I never know who I am. When we write, we are completely blind to who we are in the writing. But it seems to me that I’m somebody who is deeply skeptical and trying to combat this skepticism. So my writing is probably situated somewhere between the poles of skepticism and ecstasy, with my dream being to have more ecstatic poems. I’ve written a few. For me it’s a constant battle between this dream of an ecstatic, religious poem and the heavy burden of skepticism that pulls me down. I sometimes think that in being implicated in this conflict, I’m not a bad representative of our time. This is one of the main struggles today not just in poetry but also in the spiritual realm.

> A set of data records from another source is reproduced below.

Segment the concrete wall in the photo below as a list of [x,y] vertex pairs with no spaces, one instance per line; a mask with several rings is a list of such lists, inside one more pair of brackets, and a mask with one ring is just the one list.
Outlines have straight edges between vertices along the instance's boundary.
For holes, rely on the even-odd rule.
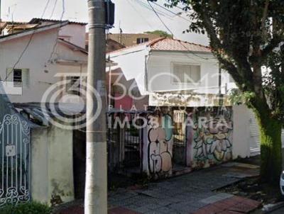
[[234,106],[233,158],[250,156],[250,115],[244,106]]
[[[143,166],[148,176],[155,179],[170,176],[176,170],[175,165],[201,169],[232,159],[231,107],[199,107],[195,111],[187,108],[187,117],[184,118],[182,125],[187,128],[184,144],[175,139],[178,137],[174,135],[173,111],[167,108],[162,107],[155,114],[147,116],[148,125],[143,130]],[[178,154],[185,154],[182,162],[175,159],[175,150],[184,150],[177,151]]]
[[31,130],[33,200],[57,204],[74,199],[72,131],[56,127]]
[[[198,55],[204,58],[214,58],[212,54],[198,53]],[[218,93],[218,62],[215,59],[204,60],[200,57],[192,53],[152,51],[148,62],[148,91],[155,92],[184,89],[193,90],[192,93],[198,94]],[[200,82],[198,84],[173,82],[170,75],[173,74],[172,67],[174,62],[200,65]]]
[[143,144],[143,171],[153,178],[172,174],[173,120],[170,112],[149,115]]
[[[70,28],[70,27],[68,27]],[[21,37],[1,42],[0,52],[0,77],[2,79],[6,78],[8,68],[13,67],[19,59],[21,54],[26,47],[31,35]],[[64,67],[56,62],[49,62],[53,47],[57,44],[55,52],[51,60],[79,60],[87,62],[87,55],[79,51],[72,51],[62,44],[57,43],[58,29],[46,30],[33,35],[28,49],[23,54],[16,68],[29,69],[29,83],[23,86],[22,94],[9,95],[13,103],[40,102],[45,91],[53,84],[60,81],[56,77],[58,72],[80,72],[80,64],[75,69]],[[76,67],[76,66],[75,66]],[[72,68],[72,66],[71,66]],[[87,65],[83,65],[82,72],[86,72]],[[13,81],[12,75],[7,80]]]
[[85,33],[86,26],[84,25],[70,23],[62,27],[59,33],[60,36],[70,37],[68,42],[73,43],[79,47],[85,47]]

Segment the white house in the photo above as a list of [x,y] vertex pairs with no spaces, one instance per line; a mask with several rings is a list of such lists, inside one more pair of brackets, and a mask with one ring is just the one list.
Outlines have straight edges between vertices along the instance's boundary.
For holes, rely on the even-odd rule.
[[230,82],[209,47],[173,38],[121,49],[109,57],[118,64],[111,69],[113,94],[120,96],[121,84],[127,89],[126,100],[116,99],[122,108],[138,100],[149,106],[216,106],[217,95],[225,94]]
[[[6,34],[0,37],[0,77],[12,102],[63,101],[43,101],[43,95],[55,83],[74,81],[86,73],[85,26],[40,18],[2,23]],[[68,91],[67,84],[63,87]]]

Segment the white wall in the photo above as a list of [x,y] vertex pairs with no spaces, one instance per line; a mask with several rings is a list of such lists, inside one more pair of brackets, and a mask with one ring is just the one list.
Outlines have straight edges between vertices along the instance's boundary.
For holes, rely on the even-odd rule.
[[233,106],[233,159],[250,157],[250,116],[244,106]]
[[50,203],[74,199],[72,131],[56,127],[31,130],[31,195]]
[[[192,89],[200,94],[218,93],[219,64],[212,54],[200,54],[200,57],[192,53],[177,52],[153,51],[148,61],[148,91],[168,91],[173,90]],[[204,60],[200,58],[210,58]],[[200,65],[200,84],[177,84],[170,76],[173,73],[172,63],[181,62]],[[160,74],[165,74],[161,75]],[[155,77],[158,75],[158,77]],[[152,80],[151,80],[152,79]],[[206,89],[208,87],[208,89]]]
[[[121,68],[126,81],[133,80],[142,95],[147,94],[145,86],[145,62],[148,55],[146,45],[138,45],[110,54],[111,60],[117,63],[113,70]],[[106,56],[108,57],[108,56]]]
[[[13,67],[26,47],[31,35],[0,43],[0,76],[4,79],[7,68]],[[22,95],[9,95],[14,103],[40,102],[45,91],[53,84],[61,80],[58,72],[68,72],[70,69],[59,71],[58,64],[49,63],[54,45],[57,44],[52,60],[71,60],[87,61],[87,55],[79,51],[74,52],[57,43],[58,30],[53,29],[33,35],[31,43],[16,68],[29,69],[29,85],[23,87]],[[86,67],[84,67],[86,71]]]
[[86,26],[79,24],[68,24],[62,27],[59,33],[60,36],[70,36],[69,42],[77,46],[85,47]]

In your essay “A Defense of Ardor,” you mention philosopher Leszek Kolakowski’s juxtaposition of the priest and the jester. You’re neither a priest nor a jester. You retain something from both, but you also refuse to learn certain things from both of them.

I’m glad that you’ve reminded me of this juxtaposition. I don’t think a poet should be a priest. I think even those who are deeply religious and whose outlook is far less ironic than mine still are not priests. The authority in poetry comes simply from the individual voice; it’s never based in any institution. It’s probably based in a kind of revelation, but never a church-founding revelation; it’s a poem-founding revelation. Of course, these days we’re not in danger of regarding poets as priests. Almost all poets these days are jesters. There are so many younger American poets. They’re very talented. They’re typical jesters. They indulge in wonderful play, but there’s some poverty in it; it’s not interesting as an intellectual position. What’s interesting is always drama, conflict, debate. In playfulness there’s no debate, no drama. It doesn’t amount to a statement. It’s a kind of very safe diversion for people who say they are rebels but don’t risk anything.

As you say in that essay, irony can make holes in walls, which is useful, but it is not generative on its own.

Absolutely; irony can be an important speaker in a larger debate. But when irony is the only speaker, it’s boring; it’s very limited.

In your poem “Ordinary Life,” you give a sense of how deceptive our perception of things as ordinary can be. I like the way you suggest that, while ordinary things are unfinished, that’s not necessarily cause for despair. Therein—in our knowing of the unfinished nature of things—lies a longing for completion. At least that’s my interpretation of the poem. Is this what you were aiming for?

You’ve read it very well. And yet, it’s also polemical. Many people, including some friends of mine, have a tendency to celebrate the quotidian. It seems to me that the quotidian doesn’t want to be celebrated. It has to be completed. It’s open to new adventures. It’s not something we can put on a pedestal, to which we should pray. It prays itself for something else; how can we pray to it?

I think it’s fair to say that your poetry is received differently in Poland than it is in the United States. America has been eager to adopt you as its son in the realm of poetry, and in academia. Poland at the very least has been more ambivalent. I’m wondering if you have an idea why that might be.

It’s true that you could say I’m better received in the United States than in Poland. I have no idea why I am well received here. Maybe because I am different from American poets. Maybe because against the background of the prevailing playfulness of American poetry, I have this strange ambition to want to say something. The same quality for which I am punished in Poland, I’m rewarded for here. But again, I can’t be the judge of my own poems.

Agnieszka Tennant is a doctoral student in political science at Northwestern University.